This year’s International Monetary Economics spent a considerable amount of time explaining the basics of stock-flow consistent macroeconomic modeling. You were exposed to several canonical models early on (for example, [2]), with a view
to explaining the methodology of SFC modeling rather than the attributes of one model over another particularly.
In the course’s early phase, we saw three things.
First, the SFC modeling paradigm can easily replicate orthodox models. For example, SIM can be modified to incorporate the IS-LM framework.
Second, the SFC way of understanding macroeconomics has a significant advantage over orthodox New-Classical or New-Keynesian models in requiring stock flow consistency throughout each stage of model building. This stricture opens the model up to a more complicated structure, but has the advantage of a more realistic examination of macroeconomic phenomena.
Third, we saw how SFC models can be adapted to help understand the policy problems of the day, in particular the credit crunch and potential stagflation underway in the US economy.
We then dove straight into [1], looking at SIM, SIMEX, PC, PCEX, REG, REGEX, OPEN, and OPENEX, respectively. We covered material from chapters 1-7 in Godley and Lavoie in graduate-level detail.
On your blogs and in class, you solved several models and wrote up interesting commentaries of the current macroeconomic situation, as well as performing some simulations from Genarro Zezza’s work.
Finally, you worked in detail on an SFC paper from the literature, presenting the paper to your peers in the last few weeks.
My objectives when constructing this course were that students would be able to understand, solve, and manipulate simple stock flow consistent models, and apply them to aspects of the modern macroeconomy. If you feel you have come some way
towards this goal, then the course was a success.

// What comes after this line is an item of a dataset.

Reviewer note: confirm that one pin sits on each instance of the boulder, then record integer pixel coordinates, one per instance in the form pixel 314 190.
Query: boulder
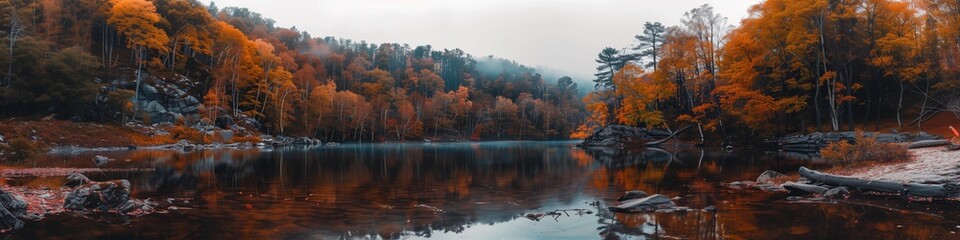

2. Stuff to know for the exam
There are three main areas to revise for the exam:
(1) Each of the G&L chapters. Be able to solve SIM, SIMEX, PC and PCEX by hand, be able to understand and interpret simulations using the more complicated models.
(2) Your blogworks. Read over them and redo any you felt weren’t up to scratch.
(3) The reading pack. I’m not expecting you to know the whole thing cover to cover, but there will be questions designed to test your understanding of these readings.
Finally, the exam will be of the same format as last year’s exam, available on the blog.
Expect to need a calculator, pencils, and to draw diagrams.